|
1 Machine translation (MT)
(TOP)
Machine translation is throwing up many challenges and opening
up many opportunities for doing work. Some of the problems relate to
grammars; others pertain to word analysis, bilingual dictionaries,
language generation, etc. The concept of information is central to
building MT Systems. The question to be asked at every level of
language analysis while analyzing a given language string is what
is the information content, how is it coded and how can it be
extracted. For example, at word level we try to identify the stem or
the root and the affixes, and the informationa contained in them.
At the level of local word grouping, we try to identify as to what
information is contained in the proximity of words in a word group.
Similarly, at the sentential level, the relationships among the word
groups etc can be identified.
While generating sentences the information obtained from such an
analysis is expressed in the target language. the information
obtained at one level in the source language, say by word analysis,
might be expressed at another level in the target language, say at
word group level or sentence level. At times, there might be no way
to express the information without making a total change to the
text. The information centric view brings about a major change in
the way we look at linguistic phenomena. This affects the grammars,
the frameworks in which we write grammars, etc. It might also serve
to redefine the current subdivisions between various submodules such
as morphology, syntax etc. Information theoretic view has been
discussed in our book (Bharati et al., 1995). It has been shown, for
example, why the existing the mainstream linguistic theories have not
turned out to be very useful in NLP related work even for English.

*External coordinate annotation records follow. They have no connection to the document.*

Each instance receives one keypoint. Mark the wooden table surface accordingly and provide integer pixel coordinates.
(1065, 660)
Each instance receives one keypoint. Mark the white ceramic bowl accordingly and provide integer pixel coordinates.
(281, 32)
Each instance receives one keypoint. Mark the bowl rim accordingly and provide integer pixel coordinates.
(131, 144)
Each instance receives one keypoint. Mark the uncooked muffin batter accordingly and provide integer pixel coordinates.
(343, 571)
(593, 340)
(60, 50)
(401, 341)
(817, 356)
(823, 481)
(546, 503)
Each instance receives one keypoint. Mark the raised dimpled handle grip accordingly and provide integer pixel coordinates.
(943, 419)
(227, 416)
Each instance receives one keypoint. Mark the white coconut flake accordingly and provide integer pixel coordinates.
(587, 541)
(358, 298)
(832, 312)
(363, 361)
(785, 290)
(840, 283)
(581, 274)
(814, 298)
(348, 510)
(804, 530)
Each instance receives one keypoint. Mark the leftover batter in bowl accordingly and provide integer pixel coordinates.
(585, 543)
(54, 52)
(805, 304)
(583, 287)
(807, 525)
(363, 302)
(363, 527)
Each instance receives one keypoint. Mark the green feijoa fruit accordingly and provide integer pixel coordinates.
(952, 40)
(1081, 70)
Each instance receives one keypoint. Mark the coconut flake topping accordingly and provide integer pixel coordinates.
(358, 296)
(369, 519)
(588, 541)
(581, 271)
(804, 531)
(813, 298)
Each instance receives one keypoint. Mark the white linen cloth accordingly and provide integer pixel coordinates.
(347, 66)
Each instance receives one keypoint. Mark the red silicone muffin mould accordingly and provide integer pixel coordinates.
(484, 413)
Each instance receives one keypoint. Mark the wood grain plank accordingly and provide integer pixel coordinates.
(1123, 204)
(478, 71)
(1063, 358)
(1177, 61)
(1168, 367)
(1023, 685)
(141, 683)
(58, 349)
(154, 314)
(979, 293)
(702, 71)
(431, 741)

When we are dealing with Indian languages, there is the additional
factor that our languages are free word order, while most of the
Western theories seem to be designed for languages in which the word
order plays an important role. Our own traditional theories such as
by Panini (and possibly Tolkappiyam) fit very well for our languages.
Happily, they are also designed from the information theoretic view
point. All this has already been demonstrated (see Bharati et al.
(1995; Chap.13)).
In this paper, therefore, we switch over to some other problems in
MT that have turned out to be more difficult than earlier believed.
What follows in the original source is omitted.